Liquid Metal Sensors Recreate a Sense of Touch
To recreate a sense of ‘touch’, researchers have incorporated stretchable tactile sensors using liquid metal on the fingertips of a prosthetic hand.
When manipulating an object, humans are heavily reliant on sensation in their fingertips, each of which has over 3000 pressure-sensitive touch receptors. While there are many high-tech, dexterous prosthetics available today, they all lack the sensation of ‘touch‘, resulting in objects inadvertently being dropped or crushed by a prosthetic hand.
To make a prosthetic hand interface that feels more natural and intuitive, researchers from Florida Atlantic University’s College of Engineering and Computer Science and collaborators incorporated stretchable tactile sensors using liquid metal on a prosthetic hand’s fingertips. Encapsulated within silicone-based elastomers, this technology provides key advantages over traditional sensors, including high conductivity, compliance, flexibility and stretchability.
For the study, published in the journal Sensors, researchers used individual fingertips on the prosthesis to distinguish between different speeds of a sliding motion along different textured surfaces. The four different textures had one variation: the distance between the ridges. To detect the textures and speeds, researchers trained four machine learning algorithms. For each of the ten surfaces, 20 trials were performed to test the ability of the machine learning algorithms to distinguish between the different textured surfaces.
Results showed that integrating tactile information from the fingertip sensors simultaneously distinguished between complex, multi-textured surfaces – demonstrating a new form of hierarchical intelligence. The algorithms could accurately distinguish between the fingertip speeds. This new technology could improve prosthetic hand control and provide haptic feedback for amputees to restore a sense of touch.
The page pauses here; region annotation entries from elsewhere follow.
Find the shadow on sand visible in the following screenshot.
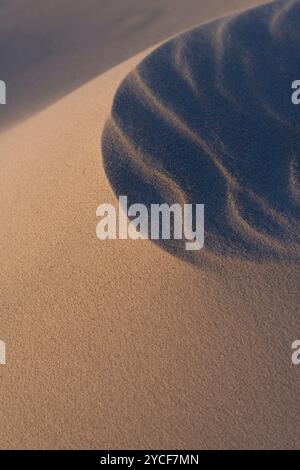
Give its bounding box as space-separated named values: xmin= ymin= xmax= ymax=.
xmin=102 ymin=1 xmax=300 ymax=265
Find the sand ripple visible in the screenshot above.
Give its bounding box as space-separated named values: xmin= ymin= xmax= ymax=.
xmin=102 ymin=1 xmax=300 ymax=264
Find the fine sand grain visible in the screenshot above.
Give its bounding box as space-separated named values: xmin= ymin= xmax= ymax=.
xmin=0 ymin=2 xmax=300 ymax=449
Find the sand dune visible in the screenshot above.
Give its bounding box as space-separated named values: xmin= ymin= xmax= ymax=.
xmin=103 ymin=1 xmax=300 ymax=266
xmin=0 ymin=2 xmax=300 ymax=449
xmin=0 ymin=0 xmax=262 ymax=129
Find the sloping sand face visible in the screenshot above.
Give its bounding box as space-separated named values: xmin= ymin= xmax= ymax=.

“Significant research has been done on tactile sensors for artificial hands, but there is still a need for advances in lightweight, low-cost, robust multimodal tactile sensors,” said senior author Erik Engeberg, PhD, an associate professor in the Department of Ocean and Mechanical Engineering. “The tactile information from all the individual fingertips in our study provided the foundation for a higher hand-level of perception enabling the distinction between ten complex, multi-textured surfaces that would not have been possible using purely local information from an individual fingertip. We believe that these tactile details could be useful in the future to afford a more realistic experience for prosthetic hand users through an advanced haptic display, which could enrich the amputee-prosthesis interface and prevent amputees from abandoning their prosthetic hand.”
Researchers compared four different machine learning algorithms for their successful classification capabilities. The time-frequency features of the liquid metal sensors were extracted to train and test the machine learning algorithms. Of these, a neural network algorithm generally performed the best at the speed and texture detection with a single finger and had a 99.2 percent accuracy to distinguish between ten different multi-textured surfaces using four liquid metal sensors from four fingers simultaneously.
“The loss of an upper limb can be a daunting challenge for an individual who is trying to seamlessly engage in regular activities,” said Stella Batalama, Ph.D., dean, College of Engineering and Computer Science. “Although advances in prosthetic limbs have been beneficial and allow amputees to better perform their daily duties, they do not provide them with sensory information such as touch. They also don’t enable them to control the prosthetic limb naturally with their minds. With this latest technology from our research team, we are one step closer to providing people all over the world with a more natural prosthetic device that can ‘feel’ and respond to its environment.”
Source: Florida Atlantic University
Journal information: Abd, M.A., et al. (2021) Hierarchical Tactile Sensation Integration from Prosthetic Fingertips Enables Multi-Texture Surface Recognition. Sensors. doi.org/10.3390/s21134324.